Es este revisar lo vivido lo que hace inolvidable o merecedor de no recordar un año pasado. Cuando el balance nos afecta o hace evidente nuestra falta de tenacidad, lo que deseamos es pasar la página y empezar de nuevo. Pero, si por el contrario, lo que hemos conseguido es positivo y lleno de satisfacciones, lo que anhelamos es perpetuar esa suerte o mantener viva la prosperidad obtenida. Cada quien, a solas con su conciencia, sabrá si tiene que lamentarse por dicho tiempo pretérito o celebrar festivamente el año que termina.
Pero lo que moviliza la llegada del nuevo año en la mayoría de personas es un deseo de renovación. El corazón vuelve a esperanzarse y confía en que las debilidades, el infortunio, las cosas negativas, cambien de rumbo y tomen vientos más favorables en los que sea posible la mejora, el avance, la recuperación. El año nuevo trae consigo un vigor y una energía para aquellos que sienten perdida toda posibilidad; provee un optimismo a los empobrecidos y vuelve a poner en sus labios palabras de prosperidad y fortuna. Es como si en las pequeñas cosas de la vida cotidiana, el nuevo año produjera una resurrección o jovialidad de lo vetusto y acabado. Y por eso lo que se desea, al lado de los brindis y los abrazos, es que haya felicidad, que la salud retorne a los cuerpos enfermos, que la alegría saque una vez más su rostro de sol primaveral e ilumine nuestra existencia. El año que comienza trae consigo el anhelo supremo de regeneración y perfeccionamiento, de progreso y bienestar.

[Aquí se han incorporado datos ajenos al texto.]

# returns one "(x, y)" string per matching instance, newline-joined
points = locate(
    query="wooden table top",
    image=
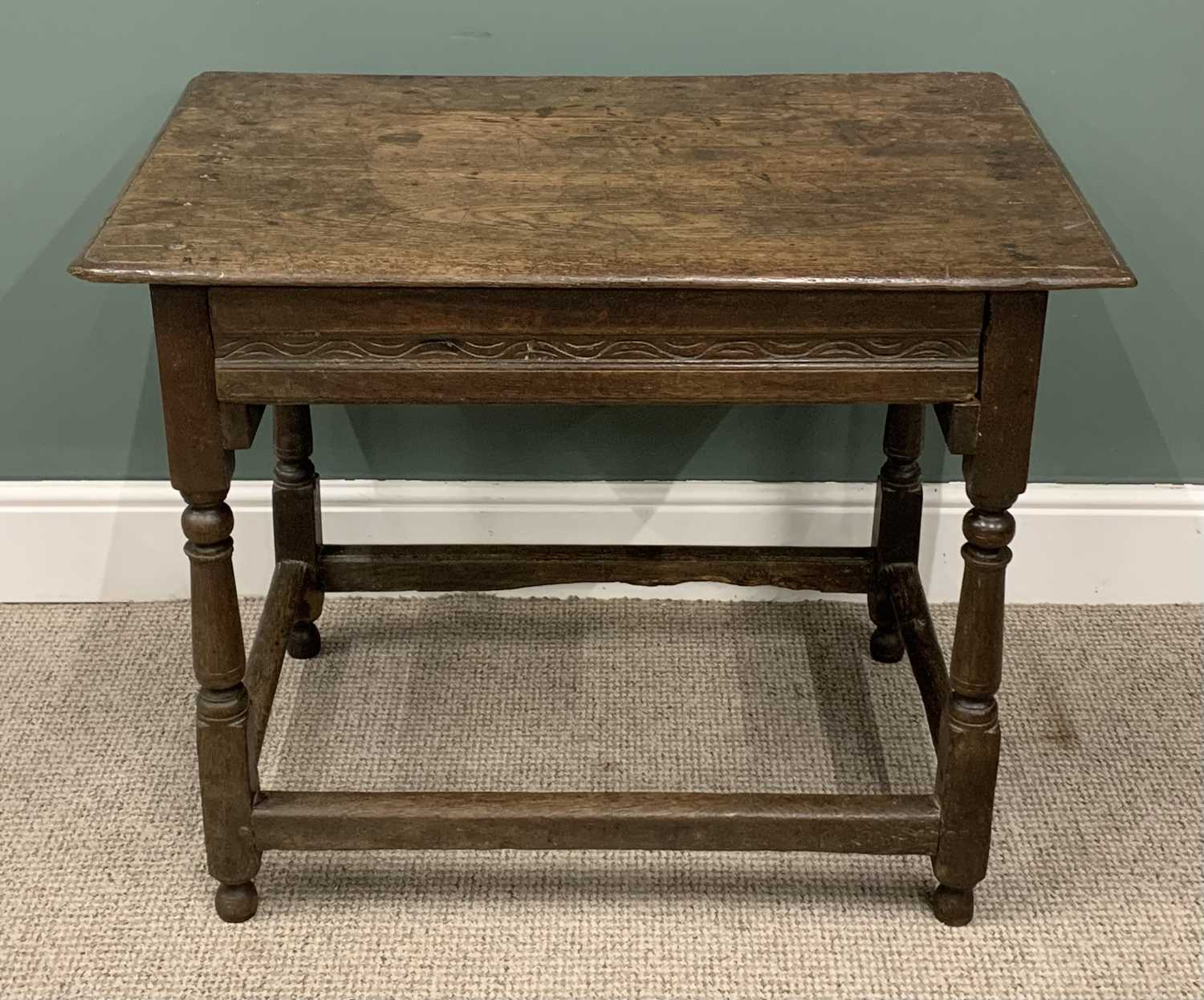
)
(913, 181)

Por todo lo anterior es que la espera del año nuevo tiene las características de un genuino ritual. Es un rito de paso: algo dejamos atrás y algo deseamos adquirir o tomar en nuestras manos. Quemamos o botamos las cosas viejas o inservibles y nos disponemos a “estrenar” o renovar en muchos sentidos. Y por eso hay tantos augurios y tantos símbolos: para que no pase ese primer día del año desapercibido, para que haya una señal, un giro, un viraje en nuestro ser. De allí también la necesidad de celebrar y bailar, de tomar algún licor y contagiar a otros nuestro regocijo, con el fin de que todos participen de ese ambiente de rejuvenecimiento, de cambio vital.
De nuevo la música, los temas parranderos sintetizan esa alegría de esperar el primer día del año. Las canciones, como los ritos, vuelven a escucharse a todo volumen en las fiestas populares o en los clubes distinguidos. Es alegría compartida la que decora los hogares o los salones comunales; son las palabras de bienaventuranza y el sonido de las copas las que se juntan para rememorar y recibir el tiempo venidero. Es la familia la que vuelve a estar en el centro de este rito, es la refrendación de la amistad y el afecto los que nos impulsan a compartir manifestaciones de cariño. Porque no hay nada mejor que sentir cerca la presencia del amor cuando agoniza un año viejo y se ven a lo lejos, en el cielo, las luces de los fuegos artificiales que anuncian la llegada del año nuevo.